LossAgent: Towards Any Optimization Objectives for Image Processing with LLM Agents
Bingchen Li, Xin Li, Yiting Lu, Zhibo Chen
TL;DR
LossAgent addresses the challenge of optimizing low-level image processing toward arbitrary, including non-differentiable, objectives by using an LLM-based loss agent. It introduces a weighted compositional loss repository and optimization-oriented prompts to translate external, possibly textual, feedback into stage-wise loss weights, enabling end-to-end training with diverse goals. The approach is validated on three image processing tasks, showing improvements over baselines across multiple IQA metrics and objective setups, and demonstrates robustness to different backbones and prompts. This work suggests a practical path toward flexible, human-aligned image processing optimization in real-world applications.
Abstract
We present the first loss agent, dubbed LossAgent, for low-level image processing tasks, e.g., image super-resolution and restoration, intending to achieve any customized optimization objectives of low-level image processing in different practical applications.
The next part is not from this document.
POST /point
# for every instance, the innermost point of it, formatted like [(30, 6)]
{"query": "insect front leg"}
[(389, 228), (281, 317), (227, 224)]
Notably, not all optimization objectives, such as complex hand-crafted perceptual metrics, text description, and intricate human feedback, can be instantiated with existing low-level losses, e.g., MSE loss, which presents a crucial challenge in optimizing image processing networks in an end-to-end manner. To eliminate this, our LossAgent introduces the powerful large language model (LLM) as the loss agent, where the rich textual understanding of prior knowledge empowers the loss agent with the potential to understand complex optimization objectives, trajectory, and state feedback from external environments in the optimization process of the low-level image processing networks. In particular, we establish the loss repository by incorporating existing loss functions that support the end-to-end optimization for low-level image processing. Then, we design the optimization-oriented prompt engineering for the loss agent to actively and intelligently decide the compositional weights for each loss in the repository at each optimization interaction, thereby achieving the required optimization trajectory for any customized optimization objectives. Extensive experiments on three typical low-level image processing tasks and multiple optimization objectives have shown the effectiveness and applicability of our proposed LossAgent.